It's easier just to take it tbh.

Nice to know I'm not alone thoguh.

It's the minimalising of it if you ever throw it back to them, and the thoroughly discounting your emotions.

Gah, parents, who'd have them

Ally90 · 10/11/2008 21:23
TheArmadillo · 10/11/2008 21:32

thanks ally

I am doing good in a way - it's hard, but I have lots of practical stuff to concentrate on, and I am becoming more and more emotionally distant from them (hence more of the nasty outbursts). They actually make is easier as the behaviour is clearly not right.

Still struggling with the emotional stuff but I am dealing with it small piece by small piece after realising I couldn't do it all at once.

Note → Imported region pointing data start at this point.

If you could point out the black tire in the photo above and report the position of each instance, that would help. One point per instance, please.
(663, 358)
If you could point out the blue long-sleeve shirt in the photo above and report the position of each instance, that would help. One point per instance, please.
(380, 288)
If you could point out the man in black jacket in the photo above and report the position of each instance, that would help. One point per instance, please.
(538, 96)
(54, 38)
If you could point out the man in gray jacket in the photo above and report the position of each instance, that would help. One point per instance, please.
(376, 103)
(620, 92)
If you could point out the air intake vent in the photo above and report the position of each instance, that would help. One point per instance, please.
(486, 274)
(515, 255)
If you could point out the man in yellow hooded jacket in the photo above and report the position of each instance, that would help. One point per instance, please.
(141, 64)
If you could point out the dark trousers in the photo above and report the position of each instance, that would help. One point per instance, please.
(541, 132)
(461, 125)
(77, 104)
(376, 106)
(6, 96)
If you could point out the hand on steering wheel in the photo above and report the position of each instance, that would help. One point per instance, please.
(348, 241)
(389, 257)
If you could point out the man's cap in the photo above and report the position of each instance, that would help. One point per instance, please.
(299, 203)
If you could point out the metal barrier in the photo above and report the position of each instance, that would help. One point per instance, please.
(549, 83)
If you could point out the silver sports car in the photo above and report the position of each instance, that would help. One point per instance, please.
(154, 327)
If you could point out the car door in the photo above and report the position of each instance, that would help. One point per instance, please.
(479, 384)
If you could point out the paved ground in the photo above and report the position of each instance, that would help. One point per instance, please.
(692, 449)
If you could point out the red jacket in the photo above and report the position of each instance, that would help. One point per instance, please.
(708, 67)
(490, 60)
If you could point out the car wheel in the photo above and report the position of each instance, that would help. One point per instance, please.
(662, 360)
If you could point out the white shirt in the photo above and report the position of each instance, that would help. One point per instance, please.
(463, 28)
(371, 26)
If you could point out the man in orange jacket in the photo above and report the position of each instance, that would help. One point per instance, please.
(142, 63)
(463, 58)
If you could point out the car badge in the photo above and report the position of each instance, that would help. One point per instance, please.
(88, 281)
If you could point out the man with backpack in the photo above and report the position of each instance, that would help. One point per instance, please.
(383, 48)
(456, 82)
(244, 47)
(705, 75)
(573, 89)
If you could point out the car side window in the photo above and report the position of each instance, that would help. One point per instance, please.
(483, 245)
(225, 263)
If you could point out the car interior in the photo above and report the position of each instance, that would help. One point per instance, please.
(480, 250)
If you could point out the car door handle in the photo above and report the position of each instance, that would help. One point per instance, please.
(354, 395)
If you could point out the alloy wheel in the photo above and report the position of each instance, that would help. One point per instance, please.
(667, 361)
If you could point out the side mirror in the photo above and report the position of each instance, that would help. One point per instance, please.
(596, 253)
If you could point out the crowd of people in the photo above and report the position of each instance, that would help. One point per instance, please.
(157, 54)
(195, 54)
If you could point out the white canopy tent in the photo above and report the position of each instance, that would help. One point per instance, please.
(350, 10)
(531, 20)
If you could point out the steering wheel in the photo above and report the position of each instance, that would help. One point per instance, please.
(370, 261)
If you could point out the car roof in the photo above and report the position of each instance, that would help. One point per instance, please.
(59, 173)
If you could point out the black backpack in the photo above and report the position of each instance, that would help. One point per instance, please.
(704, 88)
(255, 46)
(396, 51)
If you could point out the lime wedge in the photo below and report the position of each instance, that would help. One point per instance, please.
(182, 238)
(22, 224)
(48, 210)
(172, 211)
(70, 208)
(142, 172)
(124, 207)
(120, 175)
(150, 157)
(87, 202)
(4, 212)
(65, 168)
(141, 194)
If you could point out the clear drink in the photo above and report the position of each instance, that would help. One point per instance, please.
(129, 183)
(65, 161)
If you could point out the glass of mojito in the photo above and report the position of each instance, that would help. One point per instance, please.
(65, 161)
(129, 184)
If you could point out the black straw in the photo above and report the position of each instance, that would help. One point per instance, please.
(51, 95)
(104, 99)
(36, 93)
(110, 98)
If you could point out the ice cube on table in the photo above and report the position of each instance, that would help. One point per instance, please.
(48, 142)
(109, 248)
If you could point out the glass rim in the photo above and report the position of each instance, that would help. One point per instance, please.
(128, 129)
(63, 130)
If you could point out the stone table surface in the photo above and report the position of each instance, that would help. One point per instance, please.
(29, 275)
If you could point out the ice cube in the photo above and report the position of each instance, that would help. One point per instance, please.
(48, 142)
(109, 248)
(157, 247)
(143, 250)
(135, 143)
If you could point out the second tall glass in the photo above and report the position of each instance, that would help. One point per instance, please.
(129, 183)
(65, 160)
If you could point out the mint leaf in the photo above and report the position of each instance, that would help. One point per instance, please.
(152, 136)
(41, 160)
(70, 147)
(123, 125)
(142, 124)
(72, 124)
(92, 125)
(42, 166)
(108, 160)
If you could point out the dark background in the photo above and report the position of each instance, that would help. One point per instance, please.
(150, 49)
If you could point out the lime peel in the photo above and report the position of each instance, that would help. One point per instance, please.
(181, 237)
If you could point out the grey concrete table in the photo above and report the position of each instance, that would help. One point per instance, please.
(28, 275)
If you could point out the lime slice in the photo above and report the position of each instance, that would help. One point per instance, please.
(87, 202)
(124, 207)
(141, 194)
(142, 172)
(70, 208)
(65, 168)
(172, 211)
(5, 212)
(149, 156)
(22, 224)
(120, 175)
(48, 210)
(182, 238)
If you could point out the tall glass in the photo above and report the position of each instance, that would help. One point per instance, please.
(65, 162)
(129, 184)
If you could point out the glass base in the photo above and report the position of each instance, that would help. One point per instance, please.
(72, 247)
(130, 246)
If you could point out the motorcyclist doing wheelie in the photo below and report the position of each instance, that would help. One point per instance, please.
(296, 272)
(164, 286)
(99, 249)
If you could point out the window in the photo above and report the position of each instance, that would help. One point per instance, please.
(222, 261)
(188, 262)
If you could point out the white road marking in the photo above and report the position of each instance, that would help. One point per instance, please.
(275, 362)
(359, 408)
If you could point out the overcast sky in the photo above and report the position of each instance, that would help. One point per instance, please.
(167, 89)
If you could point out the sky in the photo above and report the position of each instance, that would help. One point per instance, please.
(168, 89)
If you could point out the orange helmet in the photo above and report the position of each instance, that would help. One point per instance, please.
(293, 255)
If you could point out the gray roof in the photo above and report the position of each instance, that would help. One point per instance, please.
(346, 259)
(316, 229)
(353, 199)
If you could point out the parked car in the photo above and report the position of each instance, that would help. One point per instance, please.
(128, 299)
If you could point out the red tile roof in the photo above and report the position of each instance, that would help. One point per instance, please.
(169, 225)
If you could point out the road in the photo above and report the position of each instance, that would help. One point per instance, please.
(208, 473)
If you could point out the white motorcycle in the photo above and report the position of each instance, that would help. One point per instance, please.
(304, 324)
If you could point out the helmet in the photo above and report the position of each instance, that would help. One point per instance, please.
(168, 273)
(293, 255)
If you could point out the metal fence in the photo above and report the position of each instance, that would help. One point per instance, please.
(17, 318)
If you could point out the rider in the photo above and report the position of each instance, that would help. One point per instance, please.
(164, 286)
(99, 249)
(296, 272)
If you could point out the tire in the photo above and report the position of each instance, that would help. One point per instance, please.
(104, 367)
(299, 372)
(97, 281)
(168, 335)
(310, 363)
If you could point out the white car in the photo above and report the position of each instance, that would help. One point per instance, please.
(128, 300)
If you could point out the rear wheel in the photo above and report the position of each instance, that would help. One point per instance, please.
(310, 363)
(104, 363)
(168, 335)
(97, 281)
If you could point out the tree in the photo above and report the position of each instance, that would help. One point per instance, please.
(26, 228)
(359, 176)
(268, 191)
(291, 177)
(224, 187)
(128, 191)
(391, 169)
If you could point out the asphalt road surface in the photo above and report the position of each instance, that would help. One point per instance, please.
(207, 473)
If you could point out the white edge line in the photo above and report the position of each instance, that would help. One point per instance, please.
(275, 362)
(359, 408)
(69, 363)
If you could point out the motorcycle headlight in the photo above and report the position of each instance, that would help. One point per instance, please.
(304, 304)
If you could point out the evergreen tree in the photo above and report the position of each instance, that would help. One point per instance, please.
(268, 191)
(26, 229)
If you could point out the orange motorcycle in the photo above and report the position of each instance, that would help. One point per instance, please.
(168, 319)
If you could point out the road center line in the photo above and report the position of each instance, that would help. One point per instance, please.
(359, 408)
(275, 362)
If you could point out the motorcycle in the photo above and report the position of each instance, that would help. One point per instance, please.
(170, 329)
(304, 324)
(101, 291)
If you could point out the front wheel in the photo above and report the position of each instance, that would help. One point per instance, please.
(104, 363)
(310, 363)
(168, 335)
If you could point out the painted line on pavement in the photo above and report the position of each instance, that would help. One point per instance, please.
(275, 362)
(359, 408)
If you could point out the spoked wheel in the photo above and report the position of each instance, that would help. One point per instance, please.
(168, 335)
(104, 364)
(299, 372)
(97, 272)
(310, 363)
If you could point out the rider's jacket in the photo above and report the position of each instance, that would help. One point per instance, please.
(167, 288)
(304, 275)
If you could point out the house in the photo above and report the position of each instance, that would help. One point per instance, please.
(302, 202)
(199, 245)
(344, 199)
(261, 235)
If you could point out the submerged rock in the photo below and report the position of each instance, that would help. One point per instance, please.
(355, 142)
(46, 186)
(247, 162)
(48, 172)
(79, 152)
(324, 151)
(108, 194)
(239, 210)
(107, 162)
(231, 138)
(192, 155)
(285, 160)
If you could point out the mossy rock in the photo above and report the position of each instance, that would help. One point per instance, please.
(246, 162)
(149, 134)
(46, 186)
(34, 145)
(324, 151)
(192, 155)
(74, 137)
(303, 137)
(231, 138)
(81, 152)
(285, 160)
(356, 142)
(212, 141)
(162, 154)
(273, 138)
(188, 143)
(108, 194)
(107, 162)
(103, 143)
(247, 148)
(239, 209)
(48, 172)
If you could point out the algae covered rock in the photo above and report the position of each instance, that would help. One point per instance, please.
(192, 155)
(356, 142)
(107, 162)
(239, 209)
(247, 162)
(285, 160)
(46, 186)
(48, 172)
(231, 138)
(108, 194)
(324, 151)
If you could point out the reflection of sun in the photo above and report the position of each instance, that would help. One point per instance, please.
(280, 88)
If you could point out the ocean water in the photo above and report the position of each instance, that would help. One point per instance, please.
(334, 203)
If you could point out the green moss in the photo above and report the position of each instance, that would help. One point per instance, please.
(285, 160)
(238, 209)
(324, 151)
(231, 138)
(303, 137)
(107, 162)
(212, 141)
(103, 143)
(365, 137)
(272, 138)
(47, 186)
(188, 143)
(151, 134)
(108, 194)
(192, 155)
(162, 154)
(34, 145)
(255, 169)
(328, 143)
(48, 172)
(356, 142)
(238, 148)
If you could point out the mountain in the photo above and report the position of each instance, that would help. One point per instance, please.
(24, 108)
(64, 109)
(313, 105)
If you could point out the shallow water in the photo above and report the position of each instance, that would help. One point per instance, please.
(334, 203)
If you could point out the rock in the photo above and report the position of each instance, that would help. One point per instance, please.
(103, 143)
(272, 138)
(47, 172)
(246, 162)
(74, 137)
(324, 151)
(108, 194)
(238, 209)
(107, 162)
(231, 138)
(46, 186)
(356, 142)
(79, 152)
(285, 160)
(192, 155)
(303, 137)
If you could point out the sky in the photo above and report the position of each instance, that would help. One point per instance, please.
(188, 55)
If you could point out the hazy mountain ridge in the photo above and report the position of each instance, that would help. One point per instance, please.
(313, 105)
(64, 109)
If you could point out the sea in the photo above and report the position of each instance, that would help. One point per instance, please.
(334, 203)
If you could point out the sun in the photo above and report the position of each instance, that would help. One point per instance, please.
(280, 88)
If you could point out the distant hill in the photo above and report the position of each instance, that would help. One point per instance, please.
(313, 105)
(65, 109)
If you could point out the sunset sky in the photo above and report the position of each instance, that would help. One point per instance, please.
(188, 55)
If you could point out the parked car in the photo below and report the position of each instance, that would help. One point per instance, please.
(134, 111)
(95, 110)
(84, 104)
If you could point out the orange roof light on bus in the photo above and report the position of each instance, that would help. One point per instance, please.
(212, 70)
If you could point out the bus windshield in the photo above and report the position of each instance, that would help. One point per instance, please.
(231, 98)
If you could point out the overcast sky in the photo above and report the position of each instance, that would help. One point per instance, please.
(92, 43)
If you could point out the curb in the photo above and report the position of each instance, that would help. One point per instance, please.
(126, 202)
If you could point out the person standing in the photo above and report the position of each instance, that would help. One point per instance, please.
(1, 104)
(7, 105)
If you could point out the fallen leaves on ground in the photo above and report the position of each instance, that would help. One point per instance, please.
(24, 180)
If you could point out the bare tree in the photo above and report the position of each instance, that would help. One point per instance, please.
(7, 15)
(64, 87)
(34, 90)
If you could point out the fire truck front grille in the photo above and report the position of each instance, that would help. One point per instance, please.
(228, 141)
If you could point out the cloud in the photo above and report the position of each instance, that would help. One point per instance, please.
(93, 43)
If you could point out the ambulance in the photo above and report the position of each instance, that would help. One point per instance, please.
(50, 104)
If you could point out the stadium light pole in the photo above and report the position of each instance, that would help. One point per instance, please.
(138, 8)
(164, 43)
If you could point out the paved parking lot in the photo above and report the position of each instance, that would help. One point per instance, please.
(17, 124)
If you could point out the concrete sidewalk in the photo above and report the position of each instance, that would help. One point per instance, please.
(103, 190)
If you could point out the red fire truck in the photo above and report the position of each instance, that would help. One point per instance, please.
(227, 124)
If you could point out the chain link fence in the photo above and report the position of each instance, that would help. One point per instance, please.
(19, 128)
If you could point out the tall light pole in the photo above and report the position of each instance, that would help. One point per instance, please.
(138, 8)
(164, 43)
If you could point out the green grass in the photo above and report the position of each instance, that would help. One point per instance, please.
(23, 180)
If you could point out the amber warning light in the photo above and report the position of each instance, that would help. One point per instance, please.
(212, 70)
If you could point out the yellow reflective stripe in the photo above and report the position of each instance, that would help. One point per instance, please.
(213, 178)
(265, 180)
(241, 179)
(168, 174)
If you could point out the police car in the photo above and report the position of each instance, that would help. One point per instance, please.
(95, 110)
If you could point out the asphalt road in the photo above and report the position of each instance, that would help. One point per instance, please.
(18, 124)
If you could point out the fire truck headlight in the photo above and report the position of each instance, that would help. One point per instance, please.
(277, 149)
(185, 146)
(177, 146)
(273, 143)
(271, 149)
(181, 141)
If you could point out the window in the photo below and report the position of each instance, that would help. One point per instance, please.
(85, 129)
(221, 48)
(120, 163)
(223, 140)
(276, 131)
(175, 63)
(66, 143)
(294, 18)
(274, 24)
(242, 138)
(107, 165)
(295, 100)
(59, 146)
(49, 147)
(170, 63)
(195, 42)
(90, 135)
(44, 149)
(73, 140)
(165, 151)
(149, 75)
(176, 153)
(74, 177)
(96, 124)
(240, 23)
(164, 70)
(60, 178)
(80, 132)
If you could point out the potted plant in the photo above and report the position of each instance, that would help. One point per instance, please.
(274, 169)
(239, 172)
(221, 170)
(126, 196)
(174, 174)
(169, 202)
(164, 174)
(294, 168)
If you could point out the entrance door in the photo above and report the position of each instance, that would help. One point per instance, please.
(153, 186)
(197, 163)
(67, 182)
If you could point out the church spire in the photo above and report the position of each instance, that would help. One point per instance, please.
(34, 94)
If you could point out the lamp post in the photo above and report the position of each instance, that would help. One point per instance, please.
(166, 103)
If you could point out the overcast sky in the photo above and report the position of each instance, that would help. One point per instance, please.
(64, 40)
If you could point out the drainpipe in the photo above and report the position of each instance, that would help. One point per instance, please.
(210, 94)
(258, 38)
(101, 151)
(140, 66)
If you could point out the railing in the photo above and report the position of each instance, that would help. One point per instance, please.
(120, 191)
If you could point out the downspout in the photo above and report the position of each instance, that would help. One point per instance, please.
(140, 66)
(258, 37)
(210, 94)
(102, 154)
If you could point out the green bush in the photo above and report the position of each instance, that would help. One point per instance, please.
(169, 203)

I am moving after christmas - and the date is getting closer and closer. I am getting excited It makes things easier.

Ally90 · 10/11/2008 21:37

Fantastic news re house move!!!

Yep perhaps deal with emotional stuff more as you get more physical distance from her...

allyxxxx

ActingNormal · 10/11/2008 22:22

Armadillo, sorry for not remembering everything from when you last posted a while back but are you living further away from your mum now? Do you need to see her so often? I feel like I would like to come and get you myself and wrench you away from her and tell her to fuck off because she is continuing to damage you! I feel really angry reading it! I know it is easy to say Don't take it from her, but I can't believe how someone would try to destroy their own child's confidence for their own gain! The things she is saying are NOT true but it is not your fault you doubt yourself after being subjected to it for so long.

The best thing seems to be if you could have a long break from her (poisoning your own mind against yourself) and get back some of your confidence by measuring yourself by your standards not hers, or have limited contact but make it clear that if she wants contact you will not put up with her nastiness and if it continues you will cut contact down further or completely. I know these are easier things to say than to do.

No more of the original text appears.